People have to really want to learn.

"The most successful benchmarking I’ve seen has been led by people who really want to re-examine their own processes and ask whether there are different ways that might be better," he says. "Whenever a corporate planning department comes out with an edict that says you will show us benchmarks vs. these companies, anyone who wants to disguise the data or use them to support only good news can find ways to do that. They can use benchmarking to confirm what they’ve always said in the past: There’s no room for improvement."

Look at all different kinds of companies.

Most successful efforts are between companies that aren’t direct competitors. Recognize that different businesses will pursue different strategies. Some will build competitive advantages around quality and consistency; others around low-cost position or customization. Each business model will require different processes and approaches to success. "You have to understand the company’s strategy, its integrated systems for achieving that strategy, and then the individual components so that you learn the right lessons."

Get one or two companies to agree to trade information with you so there’s a benefit for everyone involved.

"It’s difficult to get the information from the outside, but if you share it, you’ll both learn something," Rigby says. "Some of the best efforts I’ve seen have come from someone calling a friend in another company." Keep the group small. The bigger the group, the less willing people are to talk.

Of course, there’s always a downside. "Tools should come with warning labels," Rigby says. "The full effects of using a particular tool, including its side effects, must be understood before adopting it." Take downsizing, for example, a tool that has been used to improve short-term profitability. Its side effects include lower morale, loss of innovation, declining trust, lack of teamwork, and questionable long-term shareholder value.
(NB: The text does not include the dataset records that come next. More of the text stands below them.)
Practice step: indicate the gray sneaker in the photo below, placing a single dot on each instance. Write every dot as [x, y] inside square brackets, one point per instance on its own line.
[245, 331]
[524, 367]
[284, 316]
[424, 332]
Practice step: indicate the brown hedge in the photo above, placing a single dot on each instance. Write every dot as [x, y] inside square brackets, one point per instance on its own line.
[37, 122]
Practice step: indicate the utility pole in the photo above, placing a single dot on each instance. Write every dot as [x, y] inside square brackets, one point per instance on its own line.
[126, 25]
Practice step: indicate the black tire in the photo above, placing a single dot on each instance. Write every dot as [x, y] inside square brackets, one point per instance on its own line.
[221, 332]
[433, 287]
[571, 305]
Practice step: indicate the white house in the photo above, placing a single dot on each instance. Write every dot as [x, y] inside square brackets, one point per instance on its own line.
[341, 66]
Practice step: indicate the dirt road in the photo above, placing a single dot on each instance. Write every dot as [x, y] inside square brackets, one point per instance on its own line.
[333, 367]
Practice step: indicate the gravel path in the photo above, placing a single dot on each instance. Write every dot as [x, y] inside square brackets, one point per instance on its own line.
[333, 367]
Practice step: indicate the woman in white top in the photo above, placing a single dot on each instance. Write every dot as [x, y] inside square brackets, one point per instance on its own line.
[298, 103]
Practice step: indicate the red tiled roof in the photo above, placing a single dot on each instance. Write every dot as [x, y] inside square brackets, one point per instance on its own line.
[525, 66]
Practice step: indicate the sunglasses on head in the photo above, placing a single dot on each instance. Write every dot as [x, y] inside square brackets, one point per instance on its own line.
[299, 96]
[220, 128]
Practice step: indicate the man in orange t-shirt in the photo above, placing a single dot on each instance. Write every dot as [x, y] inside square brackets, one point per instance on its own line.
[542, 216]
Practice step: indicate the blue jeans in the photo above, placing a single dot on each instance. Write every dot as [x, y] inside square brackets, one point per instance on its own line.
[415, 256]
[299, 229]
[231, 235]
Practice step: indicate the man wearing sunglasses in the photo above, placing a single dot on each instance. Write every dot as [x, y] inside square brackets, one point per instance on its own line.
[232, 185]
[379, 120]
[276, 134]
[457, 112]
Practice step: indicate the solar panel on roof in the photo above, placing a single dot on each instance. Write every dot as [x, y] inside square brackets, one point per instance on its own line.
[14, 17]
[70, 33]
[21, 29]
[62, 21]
So what are the side effects of benchmarking?

Companies that are overly enamored of benchmarking sometimes find themselves playing catch-up, Rigby says. "They shoot for where their competitors are now and miss where they will be by the time they themselves get there. The truth is, you can’t succeed by doing the same thing everyone else is doing. That approach is doomed to mediocrity." Rigby says you have to find ways to meet customer needs better than the competition, and unless you’re finding unique ways to do that, there’s no way you’ll be able to deliver superior performance. Benchmarking has to be the start, not the end, of any successful strategizing process.

Another major error is taking individual components out of the context of the overall system that makes that component work. "You have to realize that business models are composed of integrated processes that depend on other processes to be successful," Rigby says. "If you try to lift out any single component, you’re not going to see the same effect in a different business model."

You have to benchmark both results and processes. "People have a tendency to do one or the other," he says. "Until you’ve benchmarked the processes to understand not just the what, but the how, you’re not likely to lead to any implementable action steps."

The main thing to remember with benchmarking is that it’s largely a spark for creativity, Rigby says. "It’s never going to provide the answer all by itself. It’s a good way to provoke creative thinking, and like all creative thinking, some of it will be helpful and some of it will be outside the bounds of what you can implement."